How to implement seasonal workers into your business

Updated Oct 3, 2018

Seasonal Workers

The summer rush is coming to a close, and many landscapers are licking their wounds, calculating totals or preparing for a busy winter season.

However, some may thinking about adding a few seasonal workers to the mix to lighten the load during the seasonal rushes.

However, it’s not as easy as flipping the switch and hiring a few extra employees during the season.

There are a variety of aspects to consider like safety programs, wages, recordkeeping and child labor.

According to the United States Department of Labor, part-time vs. full-time employees is defined by the employer, and the Fair Labor Standards Act does not limit the number of hours per day or week that employees aged 16 and older can be required to work.

“However, overtime compensation requirements can apply for hours worked over 40 in a work week,” the DOL states.

The main aspect to note is employment laws like discrimination and workplace safety also apply to seasonal workers just as they do full-time employees, according to The U.S. Small Business Administration.

Additionally, there are two types of benefit packages employers can offer to seasonal workers – one that is required by the law, which includes social security and workers compensation and an optional “fringe” that employers offer as a means of compensation, which includes paid vacation time and retirement plans.

“As an employer, you may decide that it is not possible or realistic to extend fringe benefits to temporary employees,” the SBA says. “It is important to set clear expectations with your temporary workers so there is mutual understanding of what benefits they are required to receive (social security) and what benefits they should not expect to receive.”

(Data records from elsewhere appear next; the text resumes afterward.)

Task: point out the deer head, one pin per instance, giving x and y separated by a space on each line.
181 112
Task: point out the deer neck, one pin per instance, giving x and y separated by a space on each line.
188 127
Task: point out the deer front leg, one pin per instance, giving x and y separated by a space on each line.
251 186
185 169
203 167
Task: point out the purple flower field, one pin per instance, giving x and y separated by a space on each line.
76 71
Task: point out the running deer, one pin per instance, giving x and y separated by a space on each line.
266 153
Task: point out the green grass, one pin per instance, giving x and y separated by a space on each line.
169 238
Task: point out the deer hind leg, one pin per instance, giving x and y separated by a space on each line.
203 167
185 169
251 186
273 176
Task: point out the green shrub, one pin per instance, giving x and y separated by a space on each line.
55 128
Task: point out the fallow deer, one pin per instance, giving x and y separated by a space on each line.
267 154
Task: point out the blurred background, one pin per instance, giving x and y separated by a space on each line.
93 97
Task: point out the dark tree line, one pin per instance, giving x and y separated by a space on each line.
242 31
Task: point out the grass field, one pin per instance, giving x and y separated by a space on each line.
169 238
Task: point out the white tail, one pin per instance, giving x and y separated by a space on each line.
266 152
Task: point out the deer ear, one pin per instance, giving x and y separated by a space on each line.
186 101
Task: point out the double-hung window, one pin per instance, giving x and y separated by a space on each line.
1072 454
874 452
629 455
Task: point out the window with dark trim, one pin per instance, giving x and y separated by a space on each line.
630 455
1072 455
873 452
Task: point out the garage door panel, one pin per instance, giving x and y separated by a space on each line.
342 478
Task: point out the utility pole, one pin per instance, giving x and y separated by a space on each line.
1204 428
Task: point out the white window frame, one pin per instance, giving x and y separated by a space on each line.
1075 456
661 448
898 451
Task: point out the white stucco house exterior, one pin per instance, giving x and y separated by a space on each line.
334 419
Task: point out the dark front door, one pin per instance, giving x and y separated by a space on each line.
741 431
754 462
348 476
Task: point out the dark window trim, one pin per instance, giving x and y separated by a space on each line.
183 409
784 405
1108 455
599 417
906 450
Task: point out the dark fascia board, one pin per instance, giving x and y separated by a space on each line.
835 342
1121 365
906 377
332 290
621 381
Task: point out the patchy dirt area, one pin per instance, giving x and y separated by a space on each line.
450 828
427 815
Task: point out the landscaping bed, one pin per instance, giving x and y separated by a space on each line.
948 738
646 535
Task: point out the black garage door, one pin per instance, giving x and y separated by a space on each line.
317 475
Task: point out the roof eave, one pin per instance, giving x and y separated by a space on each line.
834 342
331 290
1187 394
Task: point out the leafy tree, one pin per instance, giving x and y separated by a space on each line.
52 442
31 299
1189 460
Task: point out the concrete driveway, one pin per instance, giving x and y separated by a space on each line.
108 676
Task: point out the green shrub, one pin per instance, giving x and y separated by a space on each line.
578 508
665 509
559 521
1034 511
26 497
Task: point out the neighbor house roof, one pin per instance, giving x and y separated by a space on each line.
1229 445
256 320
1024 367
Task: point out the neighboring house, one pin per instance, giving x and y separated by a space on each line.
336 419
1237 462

Here are some additional tips from the SBA:

  • Post your openings early.  This will give you a step up above other employers in choosing the best candidates for your position.
  • Use questionnaires or resumes to filter candidates.  To ensure that you do not waste time interviewing ineligible or inexperienced candidates, use a questionnaire or resume to filter out potential employees.  By asking a simple question, such as “How many years of experience do you have in the landscape industry” you can quickly and easily narrow down your applicant pool.
  • Consider hiring activities as a business investment.  Plan to train your temporary employees as thoroughly as you would train permanent employees.  Not only will they be better prepared to do the jobs you hired them for, but you never know what circumstances may arise down the road – one day, you may need or want them to become a permanent full time employee.
  • If you don’t have time to recruit or interview potential workers, consider obtaining help from temp agencies or professional employer organizations.  If you prefer to do the work yourself, focus your search on audiences that welcome temporary positions, including interns, independent contractors, or retirees.

Many times, landscapers will hire college-aged students with some experience or even younger to get a few extra helping hands through the busy season.

Owner of Inside Out Design and TLC’s 2014 Landscaper of the Year, Andrea Wilson Mueller says hiring college students helped out her business tremendously this year.

“We hire with the expectation that everyone will be full time, year round,” Mueller says. “However, this year, we did hire two college students for summer help. It worked out wonderfully, and I only wish they could stay longer. One helped us keep up with loose ends (replacements, mowing, shop duties, errands) and the other helped the maintenance crew.”

According to the DOL, children aged 14 and 15 may be employed outside of school hours under specific conditions. However, 17 year olds maybe be employed for unlimited hours in any occupation  other than those declared hazardous by the Secretary of Labor. Once an individual hits the age of 18, they are no longer classified under the federal youth employment provisions.